Pada kesempatan itu, Pdt. Etika Saragih menyampaikan kekhawatiran PGI atas sejumlah persoalan pelanggaran HAM, salahsatunya apa yang terjadi di Riau.
“Dalam kegiatan gereja di Nias, kami mendapat kabar banyak warga Nias bekerja di perusahaan kelapa sawit dan hutan tanaman industri di Riau, tapi diperlakukan sangat tidak manusiawi. Mereka tidak memiliki tempat tinggal yang layak, sarana air bersih, bahkan anak-anaknya tidak memiliki akses pendidikan. Ini sangat mengkhawatirkan sekali,” tandasnya.
Selain itu, mereka tidak memiliki Kartu Tanda Penduduk (KTP) sehingga sulit mengakses pelayanan publik. Kasus lain yaitu perundungan atas nama agama kepada seorang anak yang mengakibatkan meninggal dunia.
“Meski tidak memiliki departemen khusus menangani HAM, tetapi program-program PGI selalu bersentuhan dengan HAM, maka kami berharap bisa bekerjasama dengan Kemenham,” ujar Pdt. Etika Saragih.
Hal senada juga disampaikan Ridayani Damanik. Ia secara khusus menyoroti kasus perundungan anak. “Terkait kasus ini, mendorong bagaimana penerapan sekolah yang ramah anak, karena PGI sendiri punya program Gereja Ramah Anak. Penting juga diperhatikan adanya otonomi daerah yang menciptakan undang-undang yang diskriminatif, termasuk di dunia pendidikan. Kasus perundungan itu juga salah satu contoh kasus akibat adanya perudangan yang diskriminatif,” tegasnya.

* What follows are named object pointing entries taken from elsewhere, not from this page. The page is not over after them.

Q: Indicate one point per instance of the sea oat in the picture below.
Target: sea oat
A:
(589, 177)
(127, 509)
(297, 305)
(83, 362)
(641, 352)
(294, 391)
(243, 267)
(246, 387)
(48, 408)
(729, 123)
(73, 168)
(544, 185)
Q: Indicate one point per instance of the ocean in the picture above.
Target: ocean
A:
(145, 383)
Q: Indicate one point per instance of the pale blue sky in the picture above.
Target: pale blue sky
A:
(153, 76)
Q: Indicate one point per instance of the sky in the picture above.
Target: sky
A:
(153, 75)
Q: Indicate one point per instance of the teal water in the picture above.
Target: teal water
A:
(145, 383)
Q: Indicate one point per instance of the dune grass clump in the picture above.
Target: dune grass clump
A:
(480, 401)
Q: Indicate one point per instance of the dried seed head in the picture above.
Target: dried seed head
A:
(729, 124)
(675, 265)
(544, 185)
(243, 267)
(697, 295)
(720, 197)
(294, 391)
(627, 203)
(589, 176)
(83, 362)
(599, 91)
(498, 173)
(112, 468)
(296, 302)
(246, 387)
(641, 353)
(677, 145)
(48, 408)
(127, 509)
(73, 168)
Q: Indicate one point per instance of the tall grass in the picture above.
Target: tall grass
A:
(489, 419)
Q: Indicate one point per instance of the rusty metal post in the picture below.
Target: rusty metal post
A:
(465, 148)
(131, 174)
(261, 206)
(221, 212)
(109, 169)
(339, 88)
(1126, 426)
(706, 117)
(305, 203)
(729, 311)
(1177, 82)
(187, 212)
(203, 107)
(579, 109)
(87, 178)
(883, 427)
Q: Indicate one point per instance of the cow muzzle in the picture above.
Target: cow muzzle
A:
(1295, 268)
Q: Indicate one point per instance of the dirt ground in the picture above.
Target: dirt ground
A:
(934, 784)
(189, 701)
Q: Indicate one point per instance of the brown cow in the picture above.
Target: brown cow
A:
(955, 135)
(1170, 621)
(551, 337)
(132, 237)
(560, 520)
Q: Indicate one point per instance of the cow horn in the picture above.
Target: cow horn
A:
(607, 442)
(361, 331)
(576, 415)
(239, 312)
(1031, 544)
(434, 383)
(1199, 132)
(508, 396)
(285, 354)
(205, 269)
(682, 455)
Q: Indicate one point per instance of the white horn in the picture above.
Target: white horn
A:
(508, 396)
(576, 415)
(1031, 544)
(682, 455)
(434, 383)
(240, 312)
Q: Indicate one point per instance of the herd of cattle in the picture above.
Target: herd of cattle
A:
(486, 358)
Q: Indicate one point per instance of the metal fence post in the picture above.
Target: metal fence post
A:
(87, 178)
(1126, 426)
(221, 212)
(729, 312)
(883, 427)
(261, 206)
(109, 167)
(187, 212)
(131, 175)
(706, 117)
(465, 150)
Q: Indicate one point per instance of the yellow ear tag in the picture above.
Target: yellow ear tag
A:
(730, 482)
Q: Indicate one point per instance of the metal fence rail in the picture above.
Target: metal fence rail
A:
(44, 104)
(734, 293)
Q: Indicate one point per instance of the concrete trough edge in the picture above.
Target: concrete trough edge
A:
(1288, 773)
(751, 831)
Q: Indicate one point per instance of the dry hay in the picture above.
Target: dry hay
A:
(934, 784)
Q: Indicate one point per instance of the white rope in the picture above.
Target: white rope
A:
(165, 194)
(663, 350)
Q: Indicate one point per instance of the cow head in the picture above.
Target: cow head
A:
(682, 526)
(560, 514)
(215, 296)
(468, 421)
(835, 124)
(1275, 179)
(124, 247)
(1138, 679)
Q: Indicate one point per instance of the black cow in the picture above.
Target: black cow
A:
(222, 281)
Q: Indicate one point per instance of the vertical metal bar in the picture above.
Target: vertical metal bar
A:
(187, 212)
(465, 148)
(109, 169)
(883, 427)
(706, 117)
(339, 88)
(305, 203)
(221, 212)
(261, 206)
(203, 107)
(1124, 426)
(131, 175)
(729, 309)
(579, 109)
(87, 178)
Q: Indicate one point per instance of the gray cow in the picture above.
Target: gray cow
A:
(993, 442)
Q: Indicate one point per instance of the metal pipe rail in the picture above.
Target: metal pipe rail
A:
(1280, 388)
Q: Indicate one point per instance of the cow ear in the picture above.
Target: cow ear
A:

Sementara itu, Alfian, menyoroti pelanggaran HAM yang dialami oleh masyarakat adat dengan adanya pertambangan, yang terjadi di sejumlah daerah, seperti Sumatera Utara, dan Papua, termasuk kasus pelarangan beribadah. Selain itu, apa yang dialami oleh para perempuan di NTT.
“Kisah para perempuan di NTT yang dimuat dalam buku Memori Terlarang Para Perempuan, bagaimana mengisahkan pelanggaran HAM yang dialami mereka pada tahun 1965 tapi tidak terangkat ke publik,” jelasnya.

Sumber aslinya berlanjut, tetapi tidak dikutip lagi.